With the Ninth Symphony, the South African piano duo of Tessa Uys and Ben Schoeman conclude their world premier recorded survey of Beethoven’s symphonies arranged for one piano four hands by Xaver Scharwenka (1850-1924). On balance, Scharwenka’s textural decisions are more discreet and idiomatically savvy than those of such 19th-century “house arrangers” like Selmar Bagge and Hugo Ulrich, who tend to use thick doublings and tremolos to excess in loud passages. If Scharwenka’s four-hand Ninth is less of a virtuoso tour-de-force compared to Liszt’s solo piano and two-piano transcriptions, the duo’s exemplary ensemble values and musicianship still manage to convey the music’s size and scope. What is more, the pianists do so without resorting to affetuoso mannerisms of phrasing, voicing, accent and tempo modifications that one sometimes hears from pianists playing Beethoven symphony transcriptions.
In the first movement Allegro, they take a centrist’s view of the composer’s “ma non troppo” and “un poco maestoso” directives. By opting for and adhering to a moderate basic tempo, the pianists make expressive points through contrasts in color, articulation and pedaling alone. Think about the corresponding moment in the similarly paced 1970 Karl Böhm/Vienna Philharmonic recording, and you’ll sense what Uys and Schoeman are after. Likewise, their intelligently unified Scherzo benefits from moderation (and a double repeat), enabling the pianists to consistently maintain the dotted rhythm motive without it lapsing into a duplet.
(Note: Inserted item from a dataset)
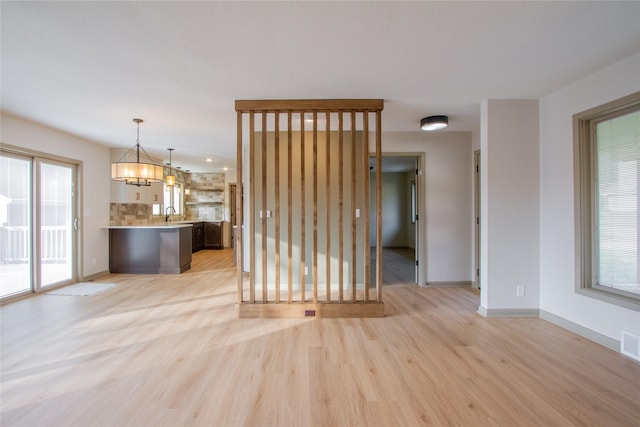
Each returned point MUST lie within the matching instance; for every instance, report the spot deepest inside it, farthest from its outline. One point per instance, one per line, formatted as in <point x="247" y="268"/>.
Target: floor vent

Since a piano lacks a string section’s sustaining capabilities at slow tempos, Uys and Schoeman sensibly adopt an animated yet flexibly singing tempo for the Adagio that suits both the instrument and the music.
However, any sense of reserve one gleams from the performance thus far is shattered by the ferocity with which the pianists pounce into the fourth movement’s initial outburst. Listeners will note their impeccable timing of the recitative’s declamatory unison lines and reiterations from earlier movements, the joyful energy in the fughetta, and all of the movement’s disparate sections tightly and dramatically integrated into a forward moving gratifying whole. In sum, the Ninth takes its place alongside Symphonies 1, 4, 6 and 8 as the high points of the Uys and Schoeman duo’s Beethoven/Scharwenka cycle.